Some of you can perform an experiment. Plant a line of apple trees and a line of spruces on a more or less exposed garden and count the snapped trees over the next 100 years. Replace any trees that die from age or disease as you go. (Spruces prefer the protection of a forest. Apple trees prefer a lot of sunlight. The suggested experiment is biased against spruces from the start; but spruces will also quickly outgrow the apple trees, gaining more exposition to the wind, biasing the experiment even further.) Preliminary results that I have, although I haven't completed the first 100 years yet, nor reached any level of statistical significance, suggest that exposed spruces seem to snap more often than exposed apple trees.
And the unnaturalness of this experiment brings me to this conclusion. Trees develop in conditions where they are generally able to withstand the winds throughout their lifetime. If that takes a forest, fine, they will thrive in forests. If an occasional exceptional wind takes down the entire forest, the tree species can eventually repopulate the area, but only as long as their competitors have been taken down as well, so it pays off to stay within some proximity to the durability of those competitors.

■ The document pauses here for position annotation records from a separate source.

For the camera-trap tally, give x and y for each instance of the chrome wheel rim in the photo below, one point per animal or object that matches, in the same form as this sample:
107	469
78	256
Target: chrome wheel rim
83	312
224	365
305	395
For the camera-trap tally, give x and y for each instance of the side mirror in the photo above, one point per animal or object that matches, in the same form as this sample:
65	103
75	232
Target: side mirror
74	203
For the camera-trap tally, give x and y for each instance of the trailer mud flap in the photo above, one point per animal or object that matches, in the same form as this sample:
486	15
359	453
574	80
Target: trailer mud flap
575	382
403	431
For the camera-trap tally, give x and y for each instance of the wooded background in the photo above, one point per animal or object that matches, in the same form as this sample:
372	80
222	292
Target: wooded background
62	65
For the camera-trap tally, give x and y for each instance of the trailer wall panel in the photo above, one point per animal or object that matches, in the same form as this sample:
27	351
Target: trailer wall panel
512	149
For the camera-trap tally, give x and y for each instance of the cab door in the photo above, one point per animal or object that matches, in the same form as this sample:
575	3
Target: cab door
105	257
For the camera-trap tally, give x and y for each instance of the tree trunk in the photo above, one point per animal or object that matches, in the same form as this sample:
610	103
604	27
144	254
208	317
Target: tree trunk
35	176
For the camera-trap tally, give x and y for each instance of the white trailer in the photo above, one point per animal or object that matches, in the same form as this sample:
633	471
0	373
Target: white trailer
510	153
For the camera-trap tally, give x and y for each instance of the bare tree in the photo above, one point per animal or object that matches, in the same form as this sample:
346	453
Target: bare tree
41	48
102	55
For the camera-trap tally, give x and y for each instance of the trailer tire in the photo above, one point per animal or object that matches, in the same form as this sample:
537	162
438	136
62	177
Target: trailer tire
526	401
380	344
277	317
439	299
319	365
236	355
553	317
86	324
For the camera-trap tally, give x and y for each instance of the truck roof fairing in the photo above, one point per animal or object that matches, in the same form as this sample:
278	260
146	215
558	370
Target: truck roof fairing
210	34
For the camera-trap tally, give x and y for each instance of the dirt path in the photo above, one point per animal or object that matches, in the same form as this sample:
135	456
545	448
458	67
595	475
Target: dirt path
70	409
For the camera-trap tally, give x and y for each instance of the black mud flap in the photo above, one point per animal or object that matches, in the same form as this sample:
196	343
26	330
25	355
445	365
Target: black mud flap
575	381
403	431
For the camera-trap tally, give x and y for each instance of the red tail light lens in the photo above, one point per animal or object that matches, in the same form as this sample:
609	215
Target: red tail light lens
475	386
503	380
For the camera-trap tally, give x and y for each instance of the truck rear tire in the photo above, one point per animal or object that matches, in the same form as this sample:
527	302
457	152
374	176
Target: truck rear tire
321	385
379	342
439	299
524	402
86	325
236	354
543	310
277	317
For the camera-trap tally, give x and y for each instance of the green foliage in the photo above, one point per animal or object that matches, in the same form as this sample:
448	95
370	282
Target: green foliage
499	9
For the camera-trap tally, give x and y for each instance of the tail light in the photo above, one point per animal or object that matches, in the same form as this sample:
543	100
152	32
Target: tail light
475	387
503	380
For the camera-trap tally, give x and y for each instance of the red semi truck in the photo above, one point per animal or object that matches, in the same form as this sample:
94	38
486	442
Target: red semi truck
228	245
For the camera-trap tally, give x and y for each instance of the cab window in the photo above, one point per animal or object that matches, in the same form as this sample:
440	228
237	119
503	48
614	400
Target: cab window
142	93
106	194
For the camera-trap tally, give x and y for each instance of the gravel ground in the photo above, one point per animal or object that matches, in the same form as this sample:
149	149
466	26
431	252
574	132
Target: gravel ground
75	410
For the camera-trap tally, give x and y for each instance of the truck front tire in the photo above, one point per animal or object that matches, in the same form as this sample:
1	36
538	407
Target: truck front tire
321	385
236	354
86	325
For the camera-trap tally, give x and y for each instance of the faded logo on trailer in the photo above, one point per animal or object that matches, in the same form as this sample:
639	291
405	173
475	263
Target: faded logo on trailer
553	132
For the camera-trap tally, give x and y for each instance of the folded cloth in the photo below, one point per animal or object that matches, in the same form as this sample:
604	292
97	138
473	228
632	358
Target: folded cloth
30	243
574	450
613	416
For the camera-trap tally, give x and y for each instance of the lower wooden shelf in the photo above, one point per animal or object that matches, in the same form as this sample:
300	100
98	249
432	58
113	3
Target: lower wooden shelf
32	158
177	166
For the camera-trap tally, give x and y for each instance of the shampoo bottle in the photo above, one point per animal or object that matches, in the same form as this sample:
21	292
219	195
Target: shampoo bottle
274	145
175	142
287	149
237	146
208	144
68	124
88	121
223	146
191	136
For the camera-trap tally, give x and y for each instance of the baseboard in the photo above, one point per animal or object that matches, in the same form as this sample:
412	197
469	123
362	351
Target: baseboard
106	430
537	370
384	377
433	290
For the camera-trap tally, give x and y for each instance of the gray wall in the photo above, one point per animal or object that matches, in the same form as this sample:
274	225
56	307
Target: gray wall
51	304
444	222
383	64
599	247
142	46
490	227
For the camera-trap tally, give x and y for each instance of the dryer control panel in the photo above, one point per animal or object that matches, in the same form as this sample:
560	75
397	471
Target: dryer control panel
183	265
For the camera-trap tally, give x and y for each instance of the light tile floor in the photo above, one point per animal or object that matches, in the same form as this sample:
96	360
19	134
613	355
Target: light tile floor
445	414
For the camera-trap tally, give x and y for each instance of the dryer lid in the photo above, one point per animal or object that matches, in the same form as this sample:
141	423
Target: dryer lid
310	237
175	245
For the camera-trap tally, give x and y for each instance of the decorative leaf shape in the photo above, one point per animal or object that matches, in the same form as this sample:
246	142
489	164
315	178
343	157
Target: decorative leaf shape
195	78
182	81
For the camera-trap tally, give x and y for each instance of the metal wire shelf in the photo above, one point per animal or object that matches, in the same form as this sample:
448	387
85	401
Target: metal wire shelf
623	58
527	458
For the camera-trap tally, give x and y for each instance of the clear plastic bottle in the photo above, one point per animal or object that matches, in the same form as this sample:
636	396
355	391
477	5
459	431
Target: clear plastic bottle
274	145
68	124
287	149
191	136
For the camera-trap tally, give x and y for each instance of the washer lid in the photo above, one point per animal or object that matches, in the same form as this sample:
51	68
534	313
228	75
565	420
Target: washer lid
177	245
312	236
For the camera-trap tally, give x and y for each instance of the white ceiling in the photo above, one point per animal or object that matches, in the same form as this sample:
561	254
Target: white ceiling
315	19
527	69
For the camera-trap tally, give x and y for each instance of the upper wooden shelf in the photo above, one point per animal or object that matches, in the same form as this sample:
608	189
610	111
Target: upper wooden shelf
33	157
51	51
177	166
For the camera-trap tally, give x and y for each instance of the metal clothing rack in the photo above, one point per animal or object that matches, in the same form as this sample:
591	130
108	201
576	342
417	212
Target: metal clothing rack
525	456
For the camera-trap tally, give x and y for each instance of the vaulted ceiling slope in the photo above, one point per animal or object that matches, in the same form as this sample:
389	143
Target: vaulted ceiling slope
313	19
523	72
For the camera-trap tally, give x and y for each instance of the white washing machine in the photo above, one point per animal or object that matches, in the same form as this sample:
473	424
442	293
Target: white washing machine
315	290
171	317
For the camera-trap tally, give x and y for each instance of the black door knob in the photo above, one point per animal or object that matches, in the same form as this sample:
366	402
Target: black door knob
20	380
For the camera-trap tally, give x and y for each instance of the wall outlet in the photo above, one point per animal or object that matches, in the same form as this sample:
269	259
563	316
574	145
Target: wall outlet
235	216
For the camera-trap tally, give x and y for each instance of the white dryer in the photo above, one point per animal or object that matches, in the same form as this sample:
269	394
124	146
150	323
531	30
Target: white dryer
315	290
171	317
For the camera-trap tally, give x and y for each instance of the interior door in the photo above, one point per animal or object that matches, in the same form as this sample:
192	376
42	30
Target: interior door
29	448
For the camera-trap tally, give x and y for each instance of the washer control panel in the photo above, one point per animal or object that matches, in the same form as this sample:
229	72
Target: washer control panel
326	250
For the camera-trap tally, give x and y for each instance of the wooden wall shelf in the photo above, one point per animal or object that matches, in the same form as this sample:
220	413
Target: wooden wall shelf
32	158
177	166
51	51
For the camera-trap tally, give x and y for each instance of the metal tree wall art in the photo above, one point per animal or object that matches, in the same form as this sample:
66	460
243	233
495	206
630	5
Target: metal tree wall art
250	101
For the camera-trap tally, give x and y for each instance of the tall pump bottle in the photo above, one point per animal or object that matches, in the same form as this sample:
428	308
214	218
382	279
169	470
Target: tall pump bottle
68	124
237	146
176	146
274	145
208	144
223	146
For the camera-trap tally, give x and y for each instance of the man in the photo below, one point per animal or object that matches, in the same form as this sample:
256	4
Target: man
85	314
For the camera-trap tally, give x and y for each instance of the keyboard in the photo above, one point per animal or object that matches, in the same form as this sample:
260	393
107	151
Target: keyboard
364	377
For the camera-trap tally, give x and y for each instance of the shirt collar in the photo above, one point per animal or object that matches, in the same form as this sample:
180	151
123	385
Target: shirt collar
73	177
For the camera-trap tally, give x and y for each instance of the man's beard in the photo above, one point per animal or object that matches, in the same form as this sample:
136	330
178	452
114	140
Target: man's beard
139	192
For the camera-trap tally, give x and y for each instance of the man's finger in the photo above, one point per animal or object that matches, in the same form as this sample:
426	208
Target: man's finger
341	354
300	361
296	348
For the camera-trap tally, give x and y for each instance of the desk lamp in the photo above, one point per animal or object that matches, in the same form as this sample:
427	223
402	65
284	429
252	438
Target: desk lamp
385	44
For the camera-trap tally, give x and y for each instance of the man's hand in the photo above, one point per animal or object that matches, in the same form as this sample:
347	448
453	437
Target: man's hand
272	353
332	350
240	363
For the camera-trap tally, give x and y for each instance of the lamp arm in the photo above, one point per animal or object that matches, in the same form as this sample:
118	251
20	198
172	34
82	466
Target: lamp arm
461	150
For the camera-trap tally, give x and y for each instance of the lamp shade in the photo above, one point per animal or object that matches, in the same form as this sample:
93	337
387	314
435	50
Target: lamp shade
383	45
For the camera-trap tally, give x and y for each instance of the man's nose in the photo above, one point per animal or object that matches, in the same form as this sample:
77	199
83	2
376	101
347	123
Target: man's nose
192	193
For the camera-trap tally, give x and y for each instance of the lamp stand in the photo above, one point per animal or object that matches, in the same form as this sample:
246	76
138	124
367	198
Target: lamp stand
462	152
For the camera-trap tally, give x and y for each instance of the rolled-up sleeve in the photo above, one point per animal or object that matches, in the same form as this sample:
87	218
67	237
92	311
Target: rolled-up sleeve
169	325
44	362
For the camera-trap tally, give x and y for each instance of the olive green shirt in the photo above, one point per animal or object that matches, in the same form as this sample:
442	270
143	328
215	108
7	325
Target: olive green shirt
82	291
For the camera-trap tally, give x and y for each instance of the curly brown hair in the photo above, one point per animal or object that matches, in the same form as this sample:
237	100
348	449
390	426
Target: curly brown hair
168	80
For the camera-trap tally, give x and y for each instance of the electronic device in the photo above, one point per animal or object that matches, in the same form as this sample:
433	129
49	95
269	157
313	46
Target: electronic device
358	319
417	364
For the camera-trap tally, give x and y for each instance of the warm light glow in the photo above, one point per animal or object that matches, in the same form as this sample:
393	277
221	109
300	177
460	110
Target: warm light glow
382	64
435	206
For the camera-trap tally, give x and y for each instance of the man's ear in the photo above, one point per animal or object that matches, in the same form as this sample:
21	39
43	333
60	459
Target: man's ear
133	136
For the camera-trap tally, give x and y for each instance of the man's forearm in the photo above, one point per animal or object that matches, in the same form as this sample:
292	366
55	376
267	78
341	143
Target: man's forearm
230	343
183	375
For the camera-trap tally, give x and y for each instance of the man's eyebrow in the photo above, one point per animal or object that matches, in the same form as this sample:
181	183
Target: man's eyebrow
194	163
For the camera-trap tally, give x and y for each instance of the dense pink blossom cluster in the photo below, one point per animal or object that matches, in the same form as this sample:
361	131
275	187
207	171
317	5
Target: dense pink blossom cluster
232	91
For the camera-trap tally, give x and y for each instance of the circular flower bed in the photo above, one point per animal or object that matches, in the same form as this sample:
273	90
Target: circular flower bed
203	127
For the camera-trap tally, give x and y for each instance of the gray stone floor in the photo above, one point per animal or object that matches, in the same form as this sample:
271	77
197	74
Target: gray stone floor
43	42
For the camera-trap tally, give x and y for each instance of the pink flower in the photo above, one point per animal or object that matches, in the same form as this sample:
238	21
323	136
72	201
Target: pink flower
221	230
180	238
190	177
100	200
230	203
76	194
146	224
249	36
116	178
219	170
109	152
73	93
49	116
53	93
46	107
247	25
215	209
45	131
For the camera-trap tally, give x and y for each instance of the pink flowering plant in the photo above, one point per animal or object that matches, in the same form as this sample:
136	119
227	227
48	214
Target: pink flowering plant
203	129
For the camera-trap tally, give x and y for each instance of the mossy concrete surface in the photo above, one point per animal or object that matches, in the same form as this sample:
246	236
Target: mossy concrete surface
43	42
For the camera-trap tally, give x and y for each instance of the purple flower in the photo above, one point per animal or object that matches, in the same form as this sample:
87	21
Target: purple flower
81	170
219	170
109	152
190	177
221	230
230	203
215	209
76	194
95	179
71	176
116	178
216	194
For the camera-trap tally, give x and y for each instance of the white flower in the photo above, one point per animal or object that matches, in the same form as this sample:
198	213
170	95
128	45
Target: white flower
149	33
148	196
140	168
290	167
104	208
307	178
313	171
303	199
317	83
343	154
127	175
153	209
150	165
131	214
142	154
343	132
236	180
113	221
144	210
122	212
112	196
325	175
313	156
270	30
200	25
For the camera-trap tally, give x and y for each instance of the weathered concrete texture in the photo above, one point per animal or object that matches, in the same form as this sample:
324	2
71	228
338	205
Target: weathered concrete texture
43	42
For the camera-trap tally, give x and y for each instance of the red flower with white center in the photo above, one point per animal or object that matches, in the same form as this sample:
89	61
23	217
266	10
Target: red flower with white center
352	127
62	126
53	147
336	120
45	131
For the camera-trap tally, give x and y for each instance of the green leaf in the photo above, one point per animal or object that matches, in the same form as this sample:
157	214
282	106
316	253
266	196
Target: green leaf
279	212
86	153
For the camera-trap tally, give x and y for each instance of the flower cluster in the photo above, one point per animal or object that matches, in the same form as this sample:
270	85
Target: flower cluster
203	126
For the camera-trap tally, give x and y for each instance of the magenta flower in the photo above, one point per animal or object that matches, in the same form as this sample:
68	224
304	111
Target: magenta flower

One important additional factor is that the stress (and damage) isn't linear. A very basic idea is that energy is velocity squared. But Prahl et. al. 2008 included some review of the theories on damage from winds and the two typical theories:
- wind loads, which are approximately proportional to the exerted pressure and, hence, to the square of the wind speed (e.g. Simiu and Scanlan, 1996);
- the concept of proportionality between structural damage and the dissipation rate of the wind kinetic energy that scales with the third power of wind speed (recently: Emanuel, 2005; Powell and Reinhold, 2007; Kantha, 2008).
Then added that:
In particular, the notion of a cubic relationship is backed by empirical analysis of insurance records, which appear to exhibit cubic or quartic behaviour depending on the storms under scrutiny (Munich Re, 1993, 2001). However, recent literature provides evidence for a much stronger increase of insured storm loss with wind gust speed (Huang et al., 2001; Heneka and Ruck, 2008). For the insurance data set that we employ here, Prahl et al. (2012) found a power law with regionally varying exponents that approximately range between 8 and 12.
So whatever the exact relationship, there clearly are fundamental physical reasons that the impact ramps up so much more rapidly than the direct numbers themselves hint at, and so thinking of 150 kph (93 mph) vs 140 kph (85 mph) as the same as 100 kph (62 mph) vs 90 kph (56 mph) is a flaw we often face... and it makes more sense there'd be a relatively narrow tipping point, much like there is, for example, with a disease outbreak, as we've seen with COVID infection comparisons from different regions\countries.